Larangan penjualan produk tembakau dalam radius 200 meter dari sekolah atau area bermain anak itu diatur dalam Peraturan Pemerintah Nomor 28 Tahun 2024 atau PP Kesehatan yang diterbitkan oleh Presiden Jokowi sebagai turunan dari Undang-Undang Nomor 17 Tahun 2023 tentang Kesehatan.
Ketua Umum APARSI Suhendro mengatakan bahwa penentuan jarak dan radius dalam aturan itu tidak memiliki alasan yang jelas. Ia juga mempertanyakan bagaimana pengawasan dari pelaksanaan aturan tersebut.
“Kita tegas menolak, karena itu pasti membuat pendapatan pendagang kita menurun. Dengan kondisi ekonomi menurun saat ini, maka
peraturan itu harus direview ulang oleh pemerintah baru. Prabowo (Subianto) dulu pernah menjadi ketua Asosiasi Pedagang Pasar ya. Jarak 200 meter itu harus dihapus. Aturan kok memberatkan,” kata Suhendro di Jakarta, Jumat (13/9/2024).
Menurutnya penyusunan UU Kesehatan dan PP Kesehatan sejak awal menuai banyak protes karena prosesnya tidak melibatkan pemangku kepentingan. Tapi ia menyayangkan aturan itu tetap disahkan.
“Jika terus dipaksakan, maka peraturan ini akan menjadi beban masa depan bagi pemerintahan baru dan bertentangan dengan visi Presiden dan Wakil Presiden terpilih,” ujar Suhendro.

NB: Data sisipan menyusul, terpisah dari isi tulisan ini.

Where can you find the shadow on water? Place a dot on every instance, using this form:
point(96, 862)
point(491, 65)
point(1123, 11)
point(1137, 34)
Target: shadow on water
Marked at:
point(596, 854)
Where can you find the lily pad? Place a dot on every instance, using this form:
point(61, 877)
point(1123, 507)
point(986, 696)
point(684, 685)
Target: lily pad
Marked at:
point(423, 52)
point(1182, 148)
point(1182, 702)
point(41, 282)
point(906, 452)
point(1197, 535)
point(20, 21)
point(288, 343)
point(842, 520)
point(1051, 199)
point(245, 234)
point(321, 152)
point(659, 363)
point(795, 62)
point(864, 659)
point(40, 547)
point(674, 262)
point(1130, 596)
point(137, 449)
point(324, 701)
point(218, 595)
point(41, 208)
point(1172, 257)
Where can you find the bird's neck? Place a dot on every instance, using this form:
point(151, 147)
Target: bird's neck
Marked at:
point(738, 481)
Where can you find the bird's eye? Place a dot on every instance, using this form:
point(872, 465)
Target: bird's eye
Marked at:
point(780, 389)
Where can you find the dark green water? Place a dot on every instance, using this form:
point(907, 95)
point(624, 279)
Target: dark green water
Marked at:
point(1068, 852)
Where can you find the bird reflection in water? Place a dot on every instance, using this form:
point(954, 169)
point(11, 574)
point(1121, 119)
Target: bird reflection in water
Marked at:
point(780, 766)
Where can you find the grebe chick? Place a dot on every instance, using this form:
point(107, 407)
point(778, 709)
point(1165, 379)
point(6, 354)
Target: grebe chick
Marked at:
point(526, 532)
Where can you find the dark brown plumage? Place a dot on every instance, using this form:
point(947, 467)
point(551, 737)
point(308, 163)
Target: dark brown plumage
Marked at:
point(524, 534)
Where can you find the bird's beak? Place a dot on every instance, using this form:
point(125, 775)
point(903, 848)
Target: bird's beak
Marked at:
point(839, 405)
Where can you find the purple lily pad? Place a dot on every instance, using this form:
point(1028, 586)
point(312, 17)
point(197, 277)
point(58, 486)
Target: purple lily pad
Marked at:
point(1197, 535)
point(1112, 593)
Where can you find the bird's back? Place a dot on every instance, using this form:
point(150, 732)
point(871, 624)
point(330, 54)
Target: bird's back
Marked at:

Pemilik toko kelontong di Cianjur, Enjang mengatakan bahwa aturan aturan pelarangan jual rokok eceran tersebut membuat ekonominya makin susah. Dia mengaku selama berjualan tidak pernah menjual barang yang tidak layak untuk dikonsumsi anak-anak.
Ia menegaskan, keberadaan tokonya bukan baru satu atau dua tahun, melainkan sudah puluhan tahun.
Usaha yang dibangunnya selama ini menjadi sumber penghasilan utamanya, sehingga aturan-aturan yang menekan seperti yang tertuang
tersebut justru akan berpotensi menurunkan pendapatannya.
Pemilik warung Madura di Bekasi, Abil juga tak setuju ada aturan larangan jual rokok eceran. "Kasihan yang punya uang pas cuma ingin beli satu dua batang rokok. Emang ada rokok murah tetapi jarang diminati warga, mungkin rasanya enggak cocok," katanya.
Pedagang asongan di kawasan Blok M, Jakarta Selatan, Zulfikar keberatan dengan larangan jual rokok secara eceran diterapkan pemerintah karena menurunkan pendapatan atau omzet pedagang kecil.
“Pertama, pasti keberatan ya karena omzet pasti menurun, soalnya masih banyak yang beli ketengan. Kedua, keuntungannya jadi sedikit, kalo beli bungkusan itu paling berapa sih untungnya gak banyak,” ujarnya.
“Apalagi pedagang yang di lingkungan warga kayak gini gak nentu belinya,” papar dia.